Re: [patch] "HT scheduler", sched-2.5.63-B3

Robert Love (rml@tech9.net)
06 Mar 2003 17:56:06 -0500


On Thu, 2003-03-06 at 17:35, Martin Waitz wrote:

> processes tend to max out at one extreme or the other
>
> processes that get stalled by a huge overall load of the machine
> are forced to sleep, too; yet they are not interactive.

Not running != Sleeping

> priority should be based on things the processes did, not on what
> they haven't done.

It _is_ based on something the process has done: sleeping in the kernel

> but for interactive tasks, latency is all-important
> if the task can't provide a result in a short timeslice it already
> failed to provide low latency and should not be considered interactive
> any more.

Ahh, but you are confusing timeslice with the time a process runs for.

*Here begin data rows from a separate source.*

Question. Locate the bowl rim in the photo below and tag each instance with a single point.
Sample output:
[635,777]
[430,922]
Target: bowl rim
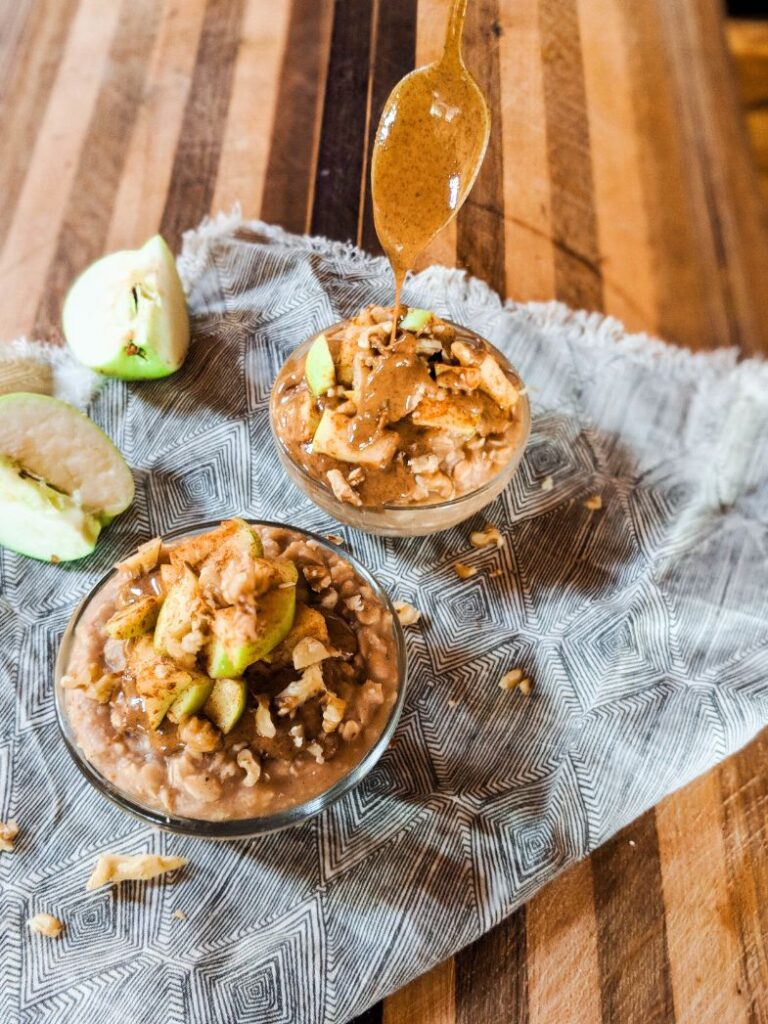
[450,503]
[233,828]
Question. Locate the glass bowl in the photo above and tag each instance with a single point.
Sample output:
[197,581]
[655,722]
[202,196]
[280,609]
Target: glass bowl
[403,520]
[232,827]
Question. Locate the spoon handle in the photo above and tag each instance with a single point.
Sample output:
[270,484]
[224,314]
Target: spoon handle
[453,46]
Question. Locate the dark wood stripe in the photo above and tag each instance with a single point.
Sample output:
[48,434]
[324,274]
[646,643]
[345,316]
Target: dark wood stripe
[375,1015]
[31,77]
[290,174]
[197,159]
[479,240]
[578,273]
[86,219]
[341,155]
[491,979]
[743,782]
[394,56]
[631,933]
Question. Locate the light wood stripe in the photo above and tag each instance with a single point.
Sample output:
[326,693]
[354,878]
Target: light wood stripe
[245,151]
[196,163]
[32,237]
[700,927]
[27,85]
[578,273]
[101,159]
[629,282]
[479,243]
[632,944]
[289,188]
[561,955]
[529,269]
[138,207]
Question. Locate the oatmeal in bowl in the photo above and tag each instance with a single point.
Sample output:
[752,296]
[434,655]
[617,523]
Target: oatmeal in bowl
[399,429]
[231,681]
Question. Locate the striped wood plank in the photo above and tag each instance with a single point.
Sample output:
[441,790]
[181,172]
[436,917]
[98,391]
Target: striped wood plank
[602,187]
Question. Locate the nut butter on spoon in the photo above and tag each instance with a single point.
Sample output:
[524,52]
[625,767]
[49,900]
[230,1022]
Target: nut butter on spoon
[429,147]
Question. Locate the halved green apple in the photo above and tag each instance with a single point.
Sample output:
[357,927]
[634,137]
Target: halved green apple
[61,479]
[318,367]
[126,314]
[225,705]
[241,639]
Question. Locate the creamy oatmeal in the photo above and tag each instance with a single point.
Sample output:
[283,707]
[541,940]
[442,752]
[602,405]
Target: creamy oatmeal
[232,675]
[408,417]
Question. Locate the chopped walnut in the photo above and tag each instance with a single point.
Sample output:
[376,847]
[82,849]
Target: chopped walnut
[199,735]
[95,684]
[483,538]
[112,868]
[298,692]
[8,832]
[333,711]
[464,571]
[309,651]
[407,613]
[341,488]
[144,560]
[47,925]
[316,751]
[349,730]
[251,766]
[264,725]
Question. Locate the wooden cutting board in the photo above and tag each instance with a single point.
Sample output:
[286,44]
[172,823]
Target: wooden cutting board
[617,179]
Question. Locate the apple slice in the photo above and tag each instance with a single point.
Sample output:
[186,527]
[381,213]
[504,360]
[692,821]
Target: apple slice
[226,704]
[126,315]
[240,639]
[318,367]
[41,522]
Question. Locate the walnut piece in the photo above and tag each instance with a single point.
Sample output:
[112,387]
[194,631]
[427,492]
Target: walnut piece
[264,725]
[8,832]
[464,571]
[341,488]
[407,613]
[250,765]
[47,925]
[112,868]
[484,538]
[144,560]
[298,692]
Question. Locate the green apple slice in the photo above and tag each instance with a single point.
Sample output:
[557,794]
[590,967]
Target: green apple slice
[232,647]
[416,320]
[126,314]
[41,522]
[318,367]
[57,443]
[135,619]
[192,700]
[226,704]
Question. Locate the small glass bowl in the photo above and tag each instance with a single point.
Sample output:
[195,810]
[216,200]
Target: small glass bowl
[233,827]
[404,520]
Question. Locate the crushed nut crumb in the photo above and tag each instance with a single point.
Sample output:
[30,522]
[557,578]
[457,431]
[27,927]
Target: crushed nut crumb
[117,867]
[483,538]
[8,832]
[407,613]
[47,925]
[464,571]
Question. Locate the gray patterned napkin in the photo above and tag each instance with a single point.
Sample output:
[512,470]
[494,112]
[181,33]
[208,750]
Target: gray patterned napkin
[643,626]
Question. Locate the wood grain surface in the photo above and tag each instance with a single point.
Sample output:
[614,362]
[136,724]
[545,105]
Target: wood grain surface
[619,178]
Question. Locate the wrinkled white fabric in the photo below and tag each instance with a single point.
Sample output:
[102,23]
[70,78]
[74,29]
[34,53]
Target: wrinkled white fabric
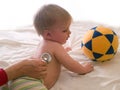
[21,43]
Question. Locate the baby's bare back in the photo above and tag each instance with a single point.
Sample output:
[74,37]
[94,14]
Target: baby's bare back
[53,71]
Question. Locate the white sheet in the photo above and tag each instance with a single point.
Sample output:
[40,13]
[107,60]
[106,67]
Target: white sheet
[21,43]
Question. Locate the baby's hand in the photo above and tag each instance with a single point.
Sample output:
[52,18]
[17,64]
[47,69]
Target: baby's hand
[88,67]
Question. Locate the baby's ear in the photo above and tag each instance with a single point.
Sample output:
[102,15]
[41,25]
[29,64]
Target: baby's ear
[47,34]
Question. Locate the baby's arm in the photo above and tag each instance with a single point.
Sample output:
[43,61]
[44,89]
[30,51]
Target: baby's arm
[67,61]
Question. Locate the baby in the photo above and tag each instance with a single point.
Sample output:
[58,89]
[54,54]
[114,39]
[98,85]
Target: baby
[52,22]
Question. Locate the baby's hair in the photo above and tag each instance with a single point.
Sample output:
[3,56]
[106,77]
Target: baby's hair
[50,15]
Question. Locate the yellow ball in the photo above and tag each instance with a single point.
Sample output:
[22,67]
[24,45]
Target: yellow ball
[100,43]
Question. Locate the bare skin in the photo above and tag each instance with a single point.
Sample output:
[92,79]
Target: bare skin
[59,56]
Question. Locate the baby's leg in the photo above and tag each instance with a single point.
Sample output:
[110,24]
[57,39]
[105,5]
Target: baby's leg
[27,83]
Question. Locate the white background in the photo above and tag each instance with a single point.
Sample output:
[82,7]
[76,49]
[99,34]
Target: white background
[14,13]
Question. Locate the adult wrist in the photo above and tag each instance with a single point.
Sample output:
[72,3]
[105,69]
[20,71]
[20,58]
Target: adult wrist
[3,77]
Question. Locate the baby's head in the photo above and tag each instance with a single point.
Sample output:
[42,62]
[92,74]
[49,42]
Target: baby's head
[49,16]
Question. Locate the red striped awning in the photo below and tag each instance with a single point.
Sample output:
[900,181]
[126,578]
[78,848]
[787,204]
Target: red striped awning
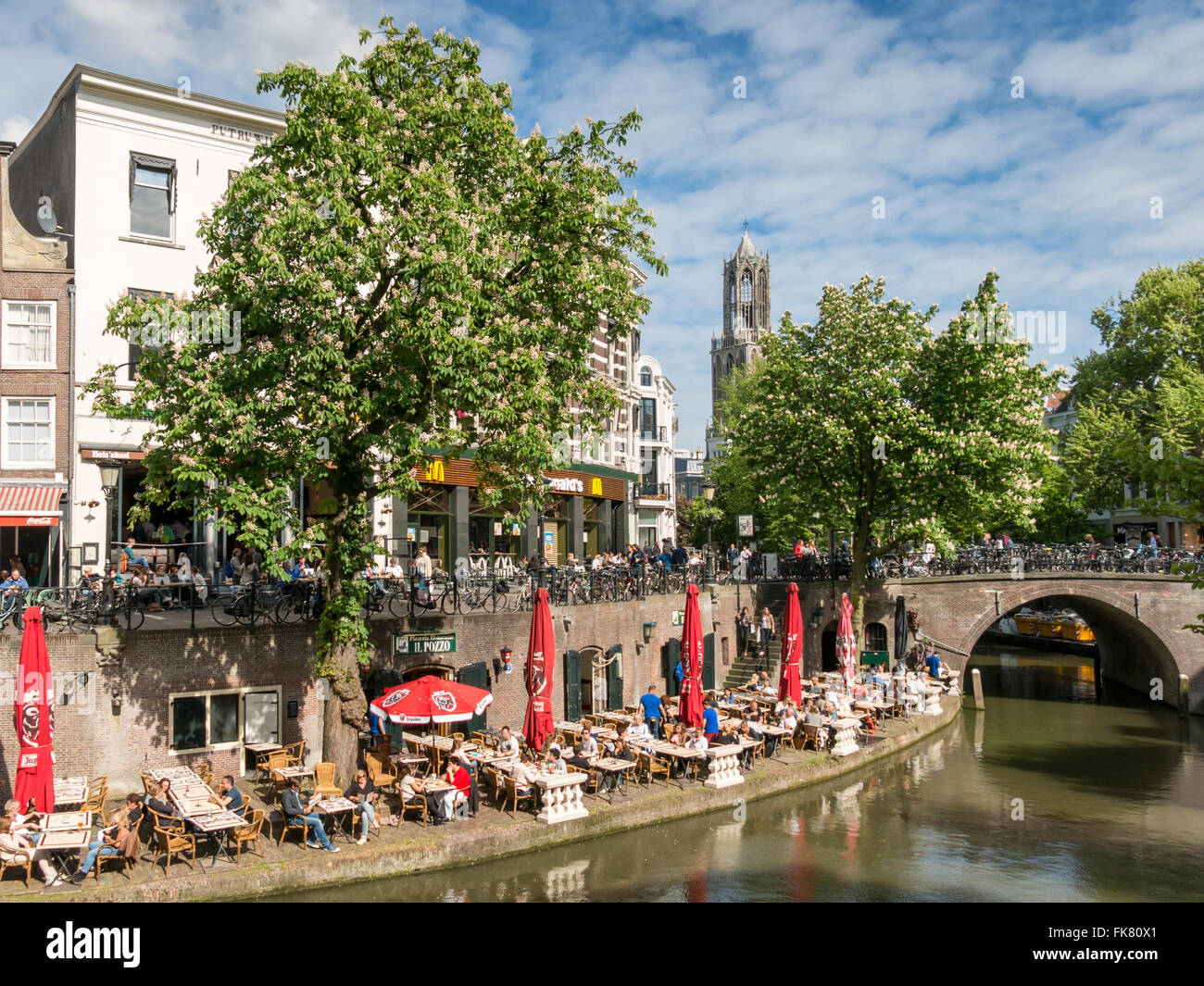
[31,505]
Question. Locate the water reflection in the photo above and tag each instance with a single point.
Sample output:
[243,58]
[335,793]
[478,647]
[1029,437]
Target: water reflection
[1111,790]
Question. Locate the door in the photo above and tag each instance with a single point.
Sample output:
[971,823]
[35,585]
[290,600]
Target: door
[614,678]
[261,718]
[478,677]
[572,685]
[672,655]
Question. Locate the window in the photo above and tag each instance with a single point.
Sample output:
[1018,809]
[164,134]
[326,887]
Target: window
[28,432]
[152,196]
[213,720]
[29,333]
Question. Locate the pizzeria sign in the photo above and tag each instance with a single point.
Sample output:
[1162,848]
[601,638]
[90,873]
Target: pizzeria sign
[405,644]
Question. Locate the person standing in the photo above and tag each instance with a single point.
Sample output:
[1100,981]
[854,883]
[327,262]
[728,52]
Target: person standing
[654,712]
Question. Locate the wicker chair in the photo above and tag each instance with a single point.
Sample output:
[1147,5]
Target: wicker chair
[248,833]
[651,767]
[516,797]
[325,780]
[22,861]
[296,824]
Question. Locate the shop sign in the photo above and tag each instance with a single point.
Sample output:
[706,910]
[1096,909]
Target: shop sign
[408,644]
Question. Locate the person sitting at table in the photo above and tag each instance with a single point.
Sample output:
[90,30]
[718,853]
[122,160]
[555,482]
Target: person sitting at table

This is what I pointed out in my initial email was your flaw :)

A process may have a 100ms timeslice, but only run for 1ms at a time
(100x before recalculating its quanta). This is the intention of giving
large timeslices to interactive tasks: not that they need all 100ms at
_once_ but they may need some of it soon, and when they need it they
really NEED it, so make sure they have enough timeslice such that there
is plenty available when they wake up (since the latency is important,
as you said).

> but the time slice should not be large enough to stall other
> processes, which is extremely important for interactivity

Once a process stalls other processes (i.e. by running a long time i.e.
by being a CPU hog) then it loses its interactive bonus.

The heuristic works. No one doubts that, modulo the corner cases we are
working on fixing. I suggest you read the code.